Pero... como dicen los versos de la famosa Salsa Pedro Navajas la vida te da sorpresas, sorpresas te da la vida. Hace 30 días aproximadamente tuve uno de esos encuentros que me dejó ansioso de repetir el momento.


Descubrí a Chayito. Una mujer corta de estatura, 1.60 con suerte. Morena. Pelicorta. Con algún tratamiento capilar de resultados desastrosos o extraordinarios, según se le mire. Me topé con ella, al entrar a una "estética unixes" (cito textualmente). Un espacio de pocos metros cuadrados adaptado para cortar, pintar, peinar cabellos, hacer manicure- pedicure, dar masajes y consultas sentimentales. A ambos sexos. Sin distinciones.



En mi sesión de corte, el dueño-gerente abandonó el local. Dejándonos solos a Rosario y a mi. Salió para barrer la calle mientras un jovencito le platicó y sostuvo el recogedor. Durante 45 minutos pasaron la escoba por el mismo lugar, por las mismas hojas y la misma basura. Sorprendéntemente nunca llenaron el recogedor. Ni la bolsa de plástico cuyo propósito como bote de basura, simplemente no se cumplió.

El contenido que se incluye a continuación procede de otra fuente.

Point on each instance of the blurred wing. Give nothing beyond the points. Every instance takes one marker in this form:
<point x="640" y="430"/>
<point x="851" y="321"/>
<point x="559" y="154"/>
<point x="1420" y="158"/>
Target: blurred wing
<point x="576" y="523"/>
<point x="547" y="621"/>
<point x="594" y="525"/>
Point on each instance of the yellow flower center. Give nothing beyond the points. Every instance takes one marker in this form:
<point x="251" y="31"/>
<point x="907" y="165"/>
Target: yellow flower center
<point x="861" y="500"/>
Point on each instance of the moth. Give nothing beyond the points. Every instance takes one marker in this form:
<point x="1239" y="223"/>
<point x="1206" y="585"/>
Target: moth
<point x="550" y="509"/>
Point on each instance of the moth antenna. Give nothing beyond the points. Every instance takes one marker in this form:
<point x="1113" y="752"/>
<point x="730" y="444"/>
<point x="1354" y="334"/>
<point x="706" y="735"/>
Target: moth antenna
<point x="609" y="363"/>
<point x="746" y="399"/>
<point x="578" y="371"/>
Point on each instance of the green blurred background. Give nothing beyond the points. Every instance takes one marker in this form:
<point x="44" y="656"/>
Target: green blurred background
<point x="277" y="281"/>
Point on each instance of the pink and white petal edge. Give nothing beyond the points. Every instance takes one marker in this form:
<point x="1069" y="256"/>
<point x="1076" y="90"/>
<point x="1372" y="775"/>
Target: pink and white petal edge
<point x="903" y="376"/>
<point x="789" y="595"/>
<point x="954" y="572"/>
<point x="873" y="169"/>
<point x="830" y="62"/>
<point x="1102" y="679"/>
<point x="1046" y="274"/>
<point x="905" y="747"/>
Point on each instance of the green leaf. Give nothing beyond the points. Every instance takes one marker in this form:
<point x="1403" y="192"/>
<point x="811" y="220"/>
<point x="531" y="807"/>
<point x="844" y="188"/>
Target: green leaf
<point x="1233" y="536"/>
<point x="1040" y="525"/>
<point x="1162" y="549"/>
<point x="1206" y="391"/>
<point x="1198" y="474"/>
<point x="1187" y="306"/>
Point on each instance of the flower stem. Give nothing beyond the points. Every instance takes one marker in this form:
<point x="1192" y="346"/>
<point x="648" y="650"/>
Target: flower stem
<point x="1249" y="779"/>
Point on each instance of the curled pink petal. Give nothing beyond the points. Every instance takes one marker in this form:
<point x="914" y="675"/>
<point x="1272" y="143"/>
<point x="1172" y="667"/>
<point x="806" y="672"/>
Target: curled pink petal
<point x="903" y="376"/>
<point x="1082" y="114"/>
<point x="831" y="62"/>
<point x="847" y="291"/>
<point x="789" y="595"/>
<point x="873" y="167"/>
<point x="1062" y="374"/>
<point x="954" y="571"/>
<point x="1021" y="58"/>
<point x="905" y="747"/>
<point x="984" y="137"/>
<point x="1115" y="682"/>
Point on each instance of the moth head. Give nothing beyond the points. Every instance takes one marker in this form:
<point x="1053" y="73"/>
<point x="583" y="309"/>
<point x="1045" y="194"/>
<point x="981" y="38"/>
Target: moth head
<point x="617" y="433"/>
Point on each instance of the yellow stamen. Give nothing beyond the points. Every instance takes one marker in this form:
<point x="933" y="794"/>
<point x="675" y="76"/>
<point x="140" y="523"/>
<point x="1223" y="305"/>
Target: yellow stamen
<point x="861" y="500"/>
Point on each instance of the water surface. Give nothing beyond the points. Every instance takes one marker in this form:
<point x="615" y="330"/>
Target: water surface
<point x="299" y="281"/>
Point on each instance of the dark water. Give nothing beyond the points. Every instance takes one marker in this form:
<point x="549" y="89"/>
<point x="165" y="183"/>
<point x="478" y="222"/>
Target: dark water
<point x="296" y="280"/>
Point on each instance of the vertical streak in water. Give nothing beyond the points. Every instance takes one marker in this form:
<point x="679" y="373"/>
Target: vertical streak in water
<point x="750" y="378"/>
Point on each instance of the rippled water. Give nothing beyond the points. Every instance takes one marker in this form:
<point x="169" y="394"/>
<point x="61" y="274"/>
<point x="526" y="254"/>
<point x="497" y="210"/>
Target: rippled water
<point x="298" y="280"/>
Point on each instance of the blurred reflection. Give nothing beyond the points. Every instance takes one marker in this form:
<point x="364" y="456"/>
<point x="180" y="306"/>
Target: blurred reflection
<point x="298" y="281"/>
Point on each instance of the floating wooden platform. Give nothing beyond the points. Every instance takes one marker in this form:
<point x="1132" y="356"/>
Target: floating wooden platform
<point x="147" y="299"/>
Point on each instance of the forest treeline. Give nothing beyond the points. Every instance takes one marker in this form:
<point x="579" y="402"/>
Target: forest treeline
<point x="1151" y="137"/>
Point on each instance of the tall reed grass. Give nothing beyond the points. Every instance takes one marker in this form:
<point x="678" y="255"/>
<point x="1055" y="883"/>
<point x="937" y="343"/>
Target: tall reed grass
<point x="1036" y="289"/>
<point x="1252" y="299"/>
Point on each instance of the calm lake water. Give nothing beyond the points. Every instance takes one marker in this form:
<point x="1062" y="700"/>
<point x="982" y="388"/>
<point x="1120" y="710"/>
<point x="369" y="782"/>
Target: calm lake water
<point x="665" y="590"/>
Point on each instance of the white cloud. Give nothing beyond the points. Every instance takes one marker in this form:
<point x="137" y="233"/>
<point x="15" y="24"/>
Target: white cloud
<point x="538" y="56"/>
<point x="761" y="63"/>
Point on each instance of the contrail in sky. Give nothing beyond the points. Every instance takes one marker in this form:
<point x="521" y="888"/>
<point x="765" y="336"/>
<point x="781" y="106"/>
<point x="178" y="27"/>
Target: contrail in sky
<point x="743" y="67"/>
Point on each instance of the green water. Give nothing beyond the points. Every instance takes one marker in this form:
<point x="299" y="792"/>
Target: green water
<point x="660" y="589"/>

Mientras tanto, Chayito y yo platicamos. Al principio el intercambio fue sobre cómo me iba a cortar el cabello y cómo lo uso. Los generales del corte. Después, entramos a temas más personales incluyendo su propia biografía: Oriunda del estado de Gueerrero llegó a la Capital, por que se aburría en su pueblo. No tenía nada que hacer. Aquí desde que llegó tiene trabajo. Y le gusta. Según sus propias palabras, ella es fea... pero segura: "Ahí como me ve, ya tengo 5 pedidas de mano. Y mis hermanas que son las bonitas están solteras... y desesperadas. Hombre que las voltea a ver, ya quieren que les pida matrimonio. Desde que llegué novios no me han faltado. Pero no tengo prisa. Prefiero ser amiga de los hombres. Conocerlos. Si son unos canijos, la verdad. Si andamos detrás de ellos, ni caso nos hacen Si no los pelamos, ahí andan.

Yo no les hago mucho caso ni los atosigo. Les dejó que solitos lleguén. No más es cosa de irlos dirigiendo. Que pienses que ellos llegaron solos. Luego ve unas re guapas que na'más 'tán esperando al hombre. Yo no. Yo me salgo con ellos. Me divierto y los dejo picados. Al fin ni me quiero casar, ¿para qué? Habiendo tanto hombre guapo. Mejor aprovecho. Ya después veré.

No abrí la boca, desde luego. Solo miraba a Chayito. Cortar y Platicar. Limpiar un poco y platicar. Cuando terminó sólo desee que no desaparezca como suele pasar. Quiero que me siga cortando. Quiero que me siga contando. Que siga platicando por que ella solita es
un capítulo completo de Sex and the City of Chilpancingo.